翌日から長七郎は首藤と組み、江戸市中の大店を一軒一軒廻り始めた。
柳橋、長谷川との話し合いにより全ての大店を巡り使用人の様子を探る事にしたのである。
人手が多ければ多いほどいい、と長七郎も調査をかって出た。
素浪人の様な形(なり)の長七郎では相手にされないのでは、と心配した長谷川と柳橋が一筆、書面をしたためて『この男、火盗改の手の者に付き協力を願う』旨がすぐ相手に伝わる様に計らってくれた。
一日目、二日目と巡り巡って怪しい者には行き着かず三日目。
火盗改の面々に焦りの色が浮かび始めた曇りの日。
長七郎と首藤は日本橋に居た。
この辺りは大店が集中しており、三組の火盗改の面々が調査に走り回っていた。
長七郎と首藤が伊勢堀と竜閑川に挟まれた町の中の特に大きな大和屋を訪れた時であった。

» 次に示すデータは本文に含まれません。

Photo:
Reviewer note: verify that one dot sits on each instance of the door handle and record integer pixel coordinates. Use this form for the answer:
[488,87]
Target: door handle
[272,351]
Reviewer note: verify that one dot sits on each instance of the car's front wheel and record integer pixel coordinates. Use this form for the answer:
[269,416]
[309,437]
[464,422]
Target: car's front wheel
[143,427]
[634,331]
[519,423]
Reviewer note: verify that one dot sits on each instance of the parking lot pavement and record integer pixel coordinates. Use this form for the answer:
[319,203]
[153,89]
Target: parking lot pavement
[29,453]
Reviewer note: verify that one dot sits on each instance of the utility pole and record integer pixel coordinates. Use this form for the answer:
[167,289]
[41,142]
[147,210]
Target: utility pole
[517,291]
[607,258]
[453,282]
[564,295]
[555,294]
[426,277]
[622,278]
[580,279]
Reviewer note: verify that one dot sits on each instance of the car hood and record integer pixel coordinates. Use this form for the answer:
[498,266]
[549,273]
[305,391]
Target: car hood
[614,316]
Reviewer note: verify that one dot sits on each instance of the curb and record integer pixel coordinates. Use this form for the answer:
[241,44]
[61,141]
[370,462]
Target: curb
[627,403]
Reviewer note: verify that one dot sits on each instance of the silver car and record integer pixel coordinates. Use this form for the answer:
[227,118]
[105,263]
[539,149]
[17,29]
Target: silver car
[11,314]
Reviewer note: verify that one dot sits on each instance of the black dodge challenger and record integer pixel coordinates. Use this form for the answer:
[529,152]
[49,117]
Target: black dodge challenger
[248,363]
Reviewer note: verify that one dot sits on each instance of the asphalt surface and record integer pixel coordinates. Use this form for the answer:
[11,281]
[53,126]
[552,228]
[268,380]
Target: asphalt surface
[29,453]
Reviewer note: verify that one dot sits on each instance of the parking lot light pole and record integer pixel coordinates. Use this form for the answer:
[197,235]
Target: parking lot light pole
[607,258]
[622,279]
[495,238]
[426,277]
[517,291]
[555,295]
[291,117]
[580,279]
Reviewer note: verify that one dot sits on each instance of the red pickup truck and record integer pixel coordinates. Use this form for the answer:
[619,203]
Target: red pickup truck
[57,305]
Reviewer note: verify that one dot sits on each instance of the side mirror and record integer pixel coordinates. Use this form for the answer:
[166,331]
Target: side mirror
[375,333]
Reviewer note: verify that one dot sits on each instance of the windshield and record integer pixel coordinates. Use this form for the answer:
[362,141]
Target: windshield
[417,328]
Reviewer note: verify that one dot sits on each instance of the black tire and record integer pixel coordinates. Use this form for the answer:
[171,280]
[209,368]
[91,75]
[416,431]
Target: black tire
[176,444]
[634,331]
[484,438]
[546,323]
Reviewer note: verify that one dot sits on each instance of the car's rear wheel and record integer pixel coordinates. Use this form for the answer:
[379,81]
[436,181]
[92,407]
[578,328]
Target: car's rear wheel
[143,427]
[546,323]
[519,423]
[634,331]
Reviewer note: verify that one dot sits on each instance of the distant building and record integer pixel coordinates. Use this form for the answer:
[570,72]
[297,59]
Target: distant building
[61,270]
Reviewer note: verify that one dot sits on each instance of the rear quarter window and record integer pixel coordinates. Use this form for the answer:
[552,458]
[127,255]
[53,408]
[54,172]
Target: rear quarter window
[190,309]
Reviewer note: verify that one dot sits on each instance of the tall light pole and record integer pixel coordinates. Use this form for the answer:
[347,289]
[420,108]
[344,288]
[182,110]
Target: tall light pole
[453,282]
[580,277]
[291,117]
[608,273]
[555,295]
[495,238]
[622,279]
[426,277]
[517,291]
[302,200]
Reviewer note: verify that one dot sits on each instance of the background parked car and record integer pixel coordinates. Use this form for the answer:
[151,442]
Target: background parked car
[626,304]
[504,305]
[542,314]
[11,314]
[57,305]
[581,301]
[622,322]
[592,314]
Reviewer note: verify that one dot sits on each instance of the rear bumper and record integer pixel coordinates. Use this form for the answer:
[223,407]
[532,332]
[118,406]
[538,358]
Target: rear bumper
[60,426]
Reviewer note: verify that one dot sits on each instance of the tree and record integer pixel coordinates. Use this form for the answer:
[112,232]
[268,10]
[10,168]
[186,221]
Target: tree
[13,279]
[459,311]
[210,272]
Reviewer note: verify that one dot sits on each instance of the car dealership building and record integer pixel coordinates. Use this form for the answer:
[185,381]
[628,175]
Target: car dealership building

長七郎は久々に髪を調え、無精髭を落とし、いつもよりは綺麗な形(なり)で店の主人に聴き取りを行っていた。
「ええ、最近ねぇ。最近最近···」
主人が視線を斜め下に移し、暫し考える様な素振り。
「旦那様。良三は入って一年ちょっとでございますよ」
算盤をぱちりぱちりと弾いていた番頭が声を上げた。
「おお、そうだな。確か奴は京都の出だったか」
「左様でございます。まだあちらの訛が出るので奥で整理などする事が多いですが」
首藤が割って入る。
「その者は真面目に働いているのか。容赦せんぞ」
「容赦せんぞって···あぁ、至って真面目な男ですよ。算盤も出来れば力もある。筋もようございますよ」
「何か気になる事はないか。例えば誰か訪ねて来る事が多いとか外出が多いとか」
「うーん。ついこの間上方の友人、とか言う方が見えて少々ですが外に出た、その位ですかね。それ以外は他の使用人と何も変わりませんが」
「長七郎」
首藤がこちらに視線を寄越した。
軽く頷くと「邪魔したな主人。時間を取らせてしまって済まん」と言いながら踵を返そうとした長七郎がある事に気付いた。
「・・・」
屋敷内の柱の陰からこちらをじっと見ている者があるのだ。
そちらへ顔を向けるとその者はさっと顔を引っ込める。
『あれは···浅草の小辻でぶつかりそうになった···』
「ああ、今のは娘のおはるですよ」
長七郎の視線の先を見た主人が察した様に言った。
「まぁ人見知りの激しい子でして。何しろ生まれてから一度も口を開いた事が無いのですから」
「唖(おし)なのか」
「いえ、お医者様が言うには耳も聞こえている様だし喋れるだろうと。ただ心の中の何かがそれを邪魔しているのでは無いかと」
「ふーん」
続けて大和屋の主人が思いも寄らぬ事を口にした。
「こんな事を言うのも何ですが、あの子は小さい時分に目の前で両親を殺されておるんです。ええ、私らの本当の子ではありません。友人の子なんです。その時の下手人をあなた方のお仲間の火頭改の皆さんは捕らえる事ができなかった。逃がしてしまったのですよ。もし捕まえていれば今頃あの子もちゃんと話が出来て嫁にも行っていたかも、と思うと不憫でねぇ」
少々火頭改への不満とも取れる口調だったが事実を聞かされて長七郎は思い当たった。
「主人、済まぬがその殺された両親というのはもしや三國屋の・・・」
「ええっ!よ、良くご存知で」
大和屋の主人が余程驚いたのか目を大きく見開いて長七郎の顔を凝視した。